O problema aqui é que, embora tenha o mesmo nome – ao que parece vai ter, ainda não está confirmado –, é fundamentalmente diferente.
No último trimestre de 2007 surgiu a ideia do MLEC, também conhecido como “Super SIV”. Na altura em que o mercado de papel comercial falhou, pensou-se em criar um super fundo para armazenar o papel que o mercado não queria – ou pelo qual não estava disposto a pagar um preço alto. Note-se que este papel caiu, não por influência de “short sellers”, mas sim pela ausência total de compradores, forçando os “market makers” a anunciar bids sucessivamente mais baixos, de modo a descobrir alguém disposto a comprar.

A ideia falhou por duas razões fundamentais.
1• Os potenciais vendedores queriam “preços justos” – justos para os seus balanços, entenda-se;
2• Os potenciais compradores não estavam dispostos a oferecer “preços justos”, pois consideravam que estavam a pagar demais por “lixo”.
Ora, o RTC-II é a mesma ideia, mas agora em grande – a proposta de lei prevê um valor total de 700 mil milhões de dólares. E com uma diferença fundamental: desta vez é o contribuinte americano que vai para o “lugar do morto”.


Mas a grande questão nem reside aqui, mas sim no preço dado. Muitos bancos moveram muito deste papel – que já não transacciona – para Level 3 assets, ou seja, mark to model. Isto é uma grande palavra para “cria-se um modelo que dê o preço que nós queremos que isto valha”. Muitos bancos têm mais “dinheiro” aqui do que na conta de capital próprio dos seus balanços (a Goldman Sachs e a Morgan Stanley, por exemplo, estão nesta situação, entre outros). A desculpa, autorizada pelos reguladores, é “não existirem preços públicos”. Ora, o RTC-II divulgaria um preço “público”, e forçaria perdas nesta parte do balanço. A única maneira de evitar este cenário era não divulgar o preço das “compras” do RTC-II. Mas isto constitui dois problemas adicionais.
Em primeiro lugar, a confiança no sistema. Isto é, o “livro de regras do Japão”; e todos sabemos como essa feliz história acabou, com uma pequena diferença: o Japão tinha 30% de taxa de poupança. Os EUA são dependentes de “financiamento externo” e, em última análise, do seu Rating AAA

Ou melhor, da percepção do seu rating, porque mesmo que não o alterem, alguém julga que os investidores não vão exigir maiores prémios de risco, depois de medidas dignas de países como a Rússia, o Paquistão ou a Venezuela?

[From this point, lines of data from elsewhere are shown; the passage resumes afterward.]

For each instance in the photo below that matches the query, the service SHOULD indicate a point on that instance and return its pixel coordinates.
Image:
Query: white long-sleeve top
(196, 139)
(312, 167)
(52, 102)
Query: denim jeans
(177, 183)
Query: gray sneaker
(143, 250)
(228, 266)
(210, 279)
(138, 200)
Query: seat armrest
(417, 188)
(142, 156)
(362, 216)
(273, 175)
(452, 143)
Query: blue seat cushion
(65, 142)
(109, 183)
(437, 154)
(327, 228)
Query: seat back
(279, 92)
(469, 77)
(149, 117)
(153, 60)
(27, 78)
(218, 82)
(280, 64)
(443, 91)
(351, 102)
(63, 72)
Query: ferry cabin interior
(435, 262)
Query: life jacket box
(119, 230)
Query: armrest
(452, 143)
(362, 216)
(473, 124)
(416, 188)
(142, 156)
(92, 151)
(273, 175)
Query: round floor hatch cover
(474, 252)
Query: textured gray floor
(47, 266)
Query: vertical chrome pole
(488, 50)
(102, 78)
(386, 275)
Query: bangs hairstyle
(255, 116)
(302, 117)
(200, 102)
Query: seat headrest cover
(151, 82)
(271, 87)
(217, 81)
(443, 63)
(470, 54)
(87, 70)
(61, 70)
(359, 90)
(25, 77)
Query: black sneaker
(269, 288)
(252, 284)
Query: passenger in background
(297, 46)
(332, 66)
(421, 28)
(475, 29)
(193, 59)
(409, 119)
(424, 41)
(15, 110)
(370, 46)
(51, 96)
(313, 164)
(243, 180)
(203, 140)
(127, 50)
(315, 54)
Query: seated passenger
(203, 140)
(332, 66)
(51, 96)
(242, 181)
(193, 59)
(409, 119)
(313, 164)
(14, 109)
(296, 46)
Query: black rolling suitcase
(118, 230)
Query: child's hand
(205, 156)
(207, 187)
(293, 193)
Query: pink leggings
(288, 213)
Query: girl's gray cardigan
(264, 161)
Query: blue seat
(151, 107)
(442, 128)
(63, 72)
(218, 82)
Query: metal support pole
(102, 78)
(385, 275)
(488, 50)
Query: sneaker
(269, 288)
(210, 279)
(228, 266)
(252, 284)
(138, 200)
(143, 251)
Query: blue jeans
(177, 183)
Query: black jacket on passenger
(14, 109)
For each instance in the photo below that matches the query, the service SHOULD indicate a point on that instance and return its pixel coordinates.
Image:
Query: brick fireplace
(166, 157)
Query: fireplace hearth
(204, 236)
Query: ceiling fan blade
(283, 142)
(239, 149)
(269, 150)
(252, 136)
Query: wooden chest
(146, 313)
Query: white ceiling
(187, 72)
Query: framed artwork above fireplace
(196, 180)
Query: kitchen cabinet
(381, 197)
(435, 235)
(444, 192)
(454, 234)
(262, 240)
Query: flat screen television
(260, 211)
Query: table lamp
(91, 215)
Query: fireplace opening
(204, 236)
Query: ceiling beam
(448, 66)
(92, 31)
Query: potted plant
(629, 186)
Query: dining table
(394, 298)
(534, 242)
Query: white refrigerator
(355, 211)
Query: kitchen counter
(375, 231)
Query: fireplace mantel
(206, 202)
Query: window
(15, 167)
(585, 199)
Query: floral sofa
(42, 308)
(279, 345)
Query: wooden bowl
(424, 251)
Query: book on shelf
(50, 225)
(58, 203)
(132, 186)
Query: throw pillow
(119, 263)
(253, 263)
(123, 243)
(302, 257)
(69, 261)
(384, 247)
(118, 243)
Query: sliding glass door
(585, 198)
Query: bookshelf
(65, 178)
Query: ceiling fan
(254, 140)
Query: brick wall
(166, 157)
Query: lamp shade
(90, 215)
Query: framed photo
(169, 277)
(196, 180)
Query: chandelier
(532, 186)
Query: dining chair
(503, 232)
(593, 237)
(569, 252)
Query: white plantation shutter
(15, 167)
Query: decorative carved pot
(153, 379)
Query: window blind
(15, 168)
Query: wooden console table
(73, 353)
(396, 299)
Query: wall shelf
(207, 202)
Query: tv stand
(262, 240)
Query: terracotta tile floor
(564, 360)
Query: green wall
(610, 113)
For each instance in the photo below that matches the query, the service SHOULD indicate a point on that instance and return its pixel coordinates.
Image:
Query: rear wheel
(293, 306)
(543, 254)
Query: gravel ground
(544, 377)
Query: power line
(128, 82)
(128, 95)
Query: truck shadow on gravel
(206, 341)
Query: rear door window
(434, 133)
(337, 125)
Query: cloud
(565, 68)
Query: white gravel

Em segundo lugar, não divulgando os preços, o RTC-II terá obrigatoriamente de exigir posições accionistas em troca (há mesmo quem argumente que isto acontecerá de qualquer maneira, porque os bancos serão descapitalizados pelas recentes medidas tomadas). Ora, isto significa uma coisa: diluição dos actuais accionistas. E para os que estão a pensar “diluição” pensem “preço desce”. Lembrem-se dos aumentos de capital dos bancos britânicos e o efeito no preço das acções dos mesmos, que desceram porque foram diluídas. A única diferença aqui é que o “subscritor” é o Estado.
E não se esqueçam que não há ninguém para amparar a queda, fazendo profit taking durante essa diluição, e as puts estão mais caras, pelo que a percepção de risco aqui irá ser maior, criando um efeito bola de neve no aumento do prémio de risco norte-americano.
É por tudo isto que, fazer contas ao fim da crise ou ao fim das descidas na bolsa, neste momento, é um exercício de “leitura de folhas de chá”, ou futurologia educada. O dólar estará sobre pressão, apenas com os bancos centrais do mundo como suporte, o mercado de opções pode ter disrupções, os hedge funds podem liquidar, preços podem ser descobertos...


O que se fez e anunciou sexta-feira, atrevo-me a dizer que ficará para a história como um dos maiores erros de intervenção, a par da descida até 1% por parte de Greenspan, ou a política japonesa durante a crise deles.
No entanto, espero, honestamente, estar profundamente errado!